The journal is one of more than 270 owned by Medknow, a company based in Mumbai, India, and one of the largest open-access publishers. According to Medknow’s website, more than 2 million of its articles are downloaded by researchers every month. Medknow was bought for an undisclosed sum in 2011 by Wolters Kluwer, a multinational firm headquartered in the Netherlands and one of the world’s leading purveyors of medical information with annual revenues of nearly $5 billion.
But the editorial team of the Journal of Natural Pharmaceuticals, headed by Editor-in-Chief Ilkay Orhan, a professor of pharmacy at Eastern Mediterranean University in Gazimagosa, Cyprus, asked the fictional Cobange for only superficial changes to the paper—different reference formats and a longer abstract—before accepting it 51 days later. The paper’s scientific content was never mentioned. In an e-mail to Science, managing editor Mueen Ahmed, a professor of pharmacy at King Faisal University in Al-Hasa, Saudi Arabia, states that he will permanently shut down the journal by the end of the year. “I am really sorry for this,” he says. Orhan says that for the past 2 years, he had left the journal’s operation entirely to staff led by Ahmed. (Ahmed confirms this.) “I should’ve been more careful,” Orhan says.
Acceptance was the norm, not the exception. The paper was accepted by journals hosted by industry titans Sage and Elsevier. The paper was accepted by journals published by prestigious academic institutions such as Kobe University in Japan. It was accepted by scholarly society journals. It was even accepted by journals for which the paper’s topic was utterly inappropriate, such as the Journal of Experimental & Clinical Assisted Reproduction.

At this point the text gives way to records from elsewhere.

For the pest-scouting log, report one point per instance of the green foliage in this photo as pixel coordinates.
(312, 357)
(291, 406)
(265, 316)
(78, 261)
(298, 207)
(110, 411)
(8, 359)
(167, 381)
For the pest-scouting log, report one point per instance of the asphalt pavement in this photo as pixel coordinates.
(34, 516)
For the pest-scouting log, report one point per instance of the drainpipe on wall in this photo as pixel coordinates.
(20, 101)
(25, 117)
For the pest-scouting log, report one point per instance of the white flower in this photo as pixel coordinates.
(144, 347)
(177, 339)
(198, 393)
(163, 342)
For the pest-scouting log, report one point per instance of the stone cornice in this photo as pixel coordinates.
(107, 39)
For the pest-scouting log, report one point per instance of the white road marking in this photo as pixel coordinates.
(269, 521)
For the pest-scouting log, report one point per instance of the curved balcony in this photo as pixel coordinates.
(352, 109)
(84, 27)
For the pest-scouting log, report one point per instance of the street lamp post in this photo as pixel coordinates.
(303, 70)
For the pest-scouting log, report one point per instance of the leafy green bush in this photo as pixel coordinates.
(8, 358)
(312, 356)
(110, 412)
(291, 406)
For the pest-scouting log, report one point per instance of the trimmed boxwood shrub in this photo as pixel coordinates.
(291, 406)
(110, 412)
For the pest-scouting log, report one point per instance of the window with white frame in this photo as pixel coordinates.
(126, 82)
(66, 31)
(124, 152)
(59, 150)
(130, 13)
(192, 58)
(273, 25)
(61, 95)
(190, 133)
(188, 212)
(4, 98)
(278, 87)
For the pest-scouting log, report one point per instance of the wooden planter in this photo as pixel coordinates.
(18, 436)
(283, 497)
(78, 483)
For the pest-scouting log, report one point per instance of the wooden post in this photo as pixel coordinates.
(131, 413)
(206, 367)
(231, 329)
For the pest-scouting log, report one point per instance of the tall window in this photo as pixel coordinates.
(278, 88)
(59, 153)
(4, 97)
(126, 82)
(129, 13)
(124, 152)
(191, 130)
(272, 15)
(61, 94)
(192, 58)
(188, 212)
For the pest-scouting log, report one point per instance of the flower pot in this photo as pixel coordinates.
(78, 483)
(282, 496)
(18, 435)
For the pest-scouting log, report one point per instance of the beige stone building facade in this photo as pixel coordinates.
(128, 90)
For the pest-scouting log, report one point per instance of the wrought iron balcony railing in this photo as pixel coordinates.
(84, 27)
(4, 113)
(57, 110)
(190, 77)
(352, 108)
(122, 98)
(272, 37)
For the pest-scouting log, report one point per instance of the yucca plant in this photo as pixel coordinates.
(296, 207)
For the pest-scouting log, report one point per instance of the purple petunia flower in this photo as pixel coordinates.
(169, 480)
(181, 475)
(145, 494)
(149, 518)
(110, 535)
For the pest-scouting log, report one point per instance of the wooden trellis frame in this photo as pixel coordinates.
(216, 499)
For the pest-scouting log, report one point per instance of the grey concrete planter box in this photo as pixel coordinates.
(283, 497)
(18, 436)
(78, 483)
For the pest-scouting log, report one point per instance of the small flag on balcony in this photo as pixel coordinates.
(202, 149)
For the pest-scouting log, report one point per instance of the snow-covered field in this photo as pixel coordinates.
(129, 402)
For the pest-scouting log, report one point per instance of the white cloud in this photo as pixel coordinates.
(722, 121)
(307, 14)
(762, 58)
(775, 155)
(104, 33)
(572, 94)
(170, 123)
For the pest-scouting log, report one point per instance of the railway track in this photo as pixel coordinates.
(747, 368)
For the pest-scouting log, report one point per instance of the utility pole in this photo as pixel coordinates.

The rejections tell a story of their own. Some open-access journals that have been criticized for poor quality control provided the most rigorous peer review of all. For example, the flagship journal of the Public Library of Science, PLOS ONE, was the only journal that called attention to the paper’s potential ethical problems, such as its lack of documentation about the treatment of animals used to generate cells for the experiment. The journal meticulously checked with the fictional authors that this and other prerequisites of a proper scientific study were met before sending it out for review. PLOS ONE rejected the paper 2 weeks later on the basis of its scientific quality.